IAN STEWART'S shoulder has been giving him hell lately - perhaps it's all that time hunched over a keyboard - and the veins are starting to poke through his weathered skin in a way they didn't a few years back.

A lot of journalism colleagues have been quietly wanting him to call it quits. He's 73 next month, after all, and the daily expectations and pressures of a newspaper such as the South China Morning Post aren't as straightforward as they may seem when they are unfolded at the breakfast table.

But the retirement talk has nothing to do with Stewart having lost his grip. It's more to do with the fact that those 55 years as a journalist - most of them as a foreign correspondent in Southeast Asia - really need to go into a memoir.

Stewart must have been reading his colleagues' minds. This morning, he leaves his rented home in Kuala Lumpur for a few days' rest in Singapore and then to retirement in Sydney, where he will work on books - and hopefully that first volume of his autobiography.

He's already got four internationally published works of fiction under his belt - one of them, Peking Payoff, a best-seller in Hong Kong in the mid-1970s - so he knows the form. But one suspects his life story in words might be a huge undertaking. Stewart is typically modest about it all, preferring to think of himself as being in the right place at the right time rather than being able to predict the future.

He was born in Whangarei, New Zealand, but his family moved to Auckland, where he went to Auckland Grammar School. He took a diploma in journalism at Auckland University and joined The New Zealand Herald in 1946. He later reported for The Sydney Morning Herald in Sydney and Canberra and then worked for The Herald in Melbourne.

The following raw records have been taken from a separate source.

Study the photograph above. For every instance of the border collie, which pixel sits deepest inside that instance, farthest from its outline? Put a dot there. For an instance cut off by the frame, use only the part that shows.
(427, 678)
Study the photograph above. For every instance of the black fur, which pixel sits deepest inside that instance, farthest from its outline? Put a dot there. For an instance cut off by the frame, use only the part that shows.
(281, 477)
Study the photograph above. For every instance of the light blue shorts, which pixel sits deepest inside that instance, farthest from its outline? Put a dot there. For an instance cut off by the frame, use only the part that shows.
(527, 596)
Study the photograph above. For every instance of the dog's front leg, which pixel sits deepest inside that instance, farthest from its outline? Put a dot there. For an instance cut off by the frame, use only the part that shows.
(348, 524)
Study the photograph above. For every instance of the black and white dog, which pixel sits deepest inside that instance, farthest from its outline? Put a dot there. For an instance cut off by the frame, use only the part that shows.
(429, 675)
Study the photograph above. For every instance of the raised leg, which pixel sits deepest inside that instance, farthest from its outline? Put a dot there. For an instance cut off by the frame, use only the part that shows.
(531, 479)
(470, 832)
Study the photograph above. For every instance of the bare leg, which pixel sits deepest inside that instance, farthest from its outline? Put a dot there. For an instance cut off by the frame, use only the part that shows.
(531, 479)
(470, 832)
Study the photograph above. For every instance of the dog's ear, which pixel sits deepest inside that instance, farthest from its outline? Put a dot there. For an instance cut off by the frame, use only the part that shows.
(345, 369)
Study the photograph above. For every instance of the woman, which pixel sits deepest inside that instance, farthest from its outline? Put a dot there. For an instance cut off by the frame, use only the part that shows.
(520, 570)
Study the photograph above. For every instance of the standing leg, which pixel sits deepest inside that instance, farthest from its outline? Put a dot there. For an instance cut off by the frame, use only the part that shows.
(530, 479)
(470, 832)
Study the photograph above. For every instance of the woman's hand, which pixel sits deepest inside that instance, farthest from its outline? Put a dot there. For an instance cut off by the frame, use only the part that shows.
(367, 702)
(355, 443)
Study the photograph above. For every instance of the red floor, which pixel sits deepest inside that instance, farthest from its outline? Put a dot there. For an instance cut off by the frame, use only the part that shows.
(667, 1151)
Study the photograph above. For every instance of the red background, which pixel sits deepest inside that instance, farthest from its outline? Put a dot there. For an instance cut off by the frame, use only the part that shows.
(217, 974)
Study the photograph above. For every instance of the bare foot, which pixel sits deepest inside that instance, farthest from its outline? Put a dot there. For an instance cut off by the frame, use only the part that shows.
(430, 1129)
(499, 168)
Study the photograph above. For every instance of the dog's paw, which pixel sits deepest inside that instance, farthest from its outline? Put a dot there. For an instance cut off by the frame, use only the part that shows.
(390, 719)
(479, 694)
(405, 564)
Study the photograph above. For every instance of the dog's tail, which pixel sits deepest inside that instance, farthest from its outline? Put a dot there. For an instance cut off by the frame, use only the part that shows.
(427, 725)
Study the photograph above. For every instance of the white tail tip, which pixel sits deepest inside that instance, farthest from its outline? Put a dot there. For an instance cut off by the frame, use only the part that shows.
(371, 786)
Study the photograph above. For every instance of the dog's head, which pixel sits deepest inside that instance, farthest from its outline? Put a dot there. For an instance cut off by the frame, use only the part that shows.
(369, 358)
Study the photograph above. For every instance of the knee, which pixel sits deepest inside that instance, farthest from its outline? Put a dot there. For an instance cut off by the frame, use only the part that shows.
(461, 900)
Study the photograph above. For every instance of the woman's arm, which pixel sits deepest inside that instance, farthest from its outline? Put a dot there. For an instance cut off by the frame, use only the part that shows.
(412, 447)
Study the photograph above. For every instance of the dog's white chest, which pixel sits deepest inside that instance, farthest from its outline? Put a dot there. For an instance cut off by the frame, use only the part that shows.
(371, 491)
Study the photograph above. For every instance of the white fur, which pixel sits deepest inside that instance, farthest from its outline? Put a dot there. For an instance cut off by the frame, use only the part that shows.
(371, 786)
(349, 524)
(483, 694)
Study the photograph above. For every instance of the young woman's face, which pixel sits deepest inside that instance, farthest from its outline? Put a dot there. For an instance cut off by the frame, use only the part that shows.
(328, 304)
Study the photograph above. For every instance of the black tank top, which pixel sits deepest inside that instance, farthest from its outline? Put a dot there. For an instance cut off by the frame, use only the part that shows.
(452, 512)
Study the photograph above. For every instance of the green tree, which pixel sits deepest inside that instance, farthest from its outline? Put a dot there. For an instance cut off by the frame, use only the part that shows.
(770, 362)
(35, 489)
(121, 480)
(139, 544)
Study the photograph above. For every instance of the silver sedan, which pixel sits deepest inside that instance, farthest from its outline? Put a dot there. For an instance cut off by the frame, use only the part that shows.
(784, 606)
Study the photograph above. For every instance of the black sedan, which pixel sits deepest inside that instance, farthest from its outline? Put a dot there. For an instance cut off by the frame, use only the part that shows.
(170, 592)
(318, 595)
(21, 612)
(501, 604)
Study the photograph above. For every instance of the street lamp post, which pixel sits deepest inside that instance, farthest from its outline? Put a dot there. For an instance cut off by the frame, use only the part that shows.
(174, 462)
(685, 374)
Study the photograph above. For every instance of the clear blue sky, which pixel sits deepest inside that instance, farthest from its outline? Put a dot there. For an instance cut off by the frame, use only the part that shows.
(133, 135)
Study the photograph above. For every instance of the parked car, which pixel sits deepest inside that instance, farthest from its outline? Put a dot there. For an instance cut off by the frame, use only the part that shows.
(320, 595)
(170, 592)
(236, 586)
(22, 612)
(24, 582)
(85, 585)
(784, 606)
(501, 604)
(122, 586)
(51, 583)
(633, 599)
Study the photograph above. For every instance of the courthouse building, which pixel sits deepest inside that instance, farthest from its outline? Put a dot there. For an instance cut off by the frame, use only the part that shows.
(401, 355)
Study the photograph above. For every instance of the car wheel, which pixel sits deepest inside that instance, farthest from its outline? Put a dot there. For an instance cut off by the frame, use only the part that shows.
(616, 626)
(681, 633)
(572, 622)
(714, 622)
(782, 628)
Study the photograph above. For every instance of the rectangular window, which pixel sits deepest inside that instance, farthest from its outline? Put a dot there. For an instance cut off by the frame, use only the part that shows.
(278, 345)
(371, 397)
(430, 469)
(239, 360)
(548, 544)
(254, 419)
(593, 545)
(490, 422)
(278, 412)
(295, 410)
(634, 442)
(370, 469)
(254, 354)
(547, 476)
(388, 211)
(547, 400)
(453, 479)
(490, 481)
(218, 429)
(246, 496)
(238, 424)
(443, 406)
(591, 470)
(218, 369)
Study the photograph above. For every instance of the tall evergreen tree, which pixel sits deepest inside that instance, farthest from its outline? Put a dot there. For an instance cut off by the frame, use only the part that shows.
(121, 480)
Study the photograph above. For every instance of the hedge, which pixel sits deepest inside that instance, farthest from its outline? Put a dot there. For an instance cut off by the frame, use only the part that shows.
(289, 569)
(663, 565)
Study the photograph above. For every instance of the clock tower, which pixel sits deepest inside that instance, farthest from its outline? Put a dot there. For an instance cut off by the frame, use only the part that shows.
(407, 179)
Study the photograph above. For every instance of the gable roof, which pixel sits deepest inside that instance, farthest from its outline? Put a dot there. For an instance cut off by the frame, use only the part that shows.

From there, he was recruited through the Australian Associated Press-Reuters system and, in 1953, was sent to cover the Korean War.

It was while he reported on the prisoner swaps in the Demilitarised Zone that he met infamous Australian journalist Wilfred Burchett at Panmunjom. Burchett had witnessed the United States' dropping of a nuclear bomb on Hiroshima and had vowed from then on to cover stories from 'the other side'.

Details of Stewart's encounter appeared in The Herald and Burchett sued the paper, claiming the incident never occurred. The claim was eventually dropped and Stewart never again met Burchett, who later wrote from the Viet Cong side.

Stewart was sent from Tokyo to Hong Kong in September 1954 and, in the following year, was posted to Indonesia to open the first regular Reuters bureau. There he covered Indonesia's first democratic elections and the resulting euphoria of President Sukarno's tenure. He had a memorable encounter with the leader in 1957. 'I and another correspondent were picked up by military police and put under house arrest,' Stewart says. 'Young and brash, I stormed to the palace one day and yelled at Sukarno's senior aides and came back a few hours later and said there was no need for interrogation.'

A few weeks later, Stewart was invited on a trip to Borneo with the president. 'Sukarno greeted me at the plane and said he'd heard I'd been in a little trouble and he hoped it would never happen again,' he recalls. 'I was never sure whether he meant the arrest or if he had something to do with the stories I was writing.'

A decade later, he reported Sukarno's downfall in a coup led by strongman Suharto. But he thinks Sukarno did an incredible job in bringing together such a diverse nation.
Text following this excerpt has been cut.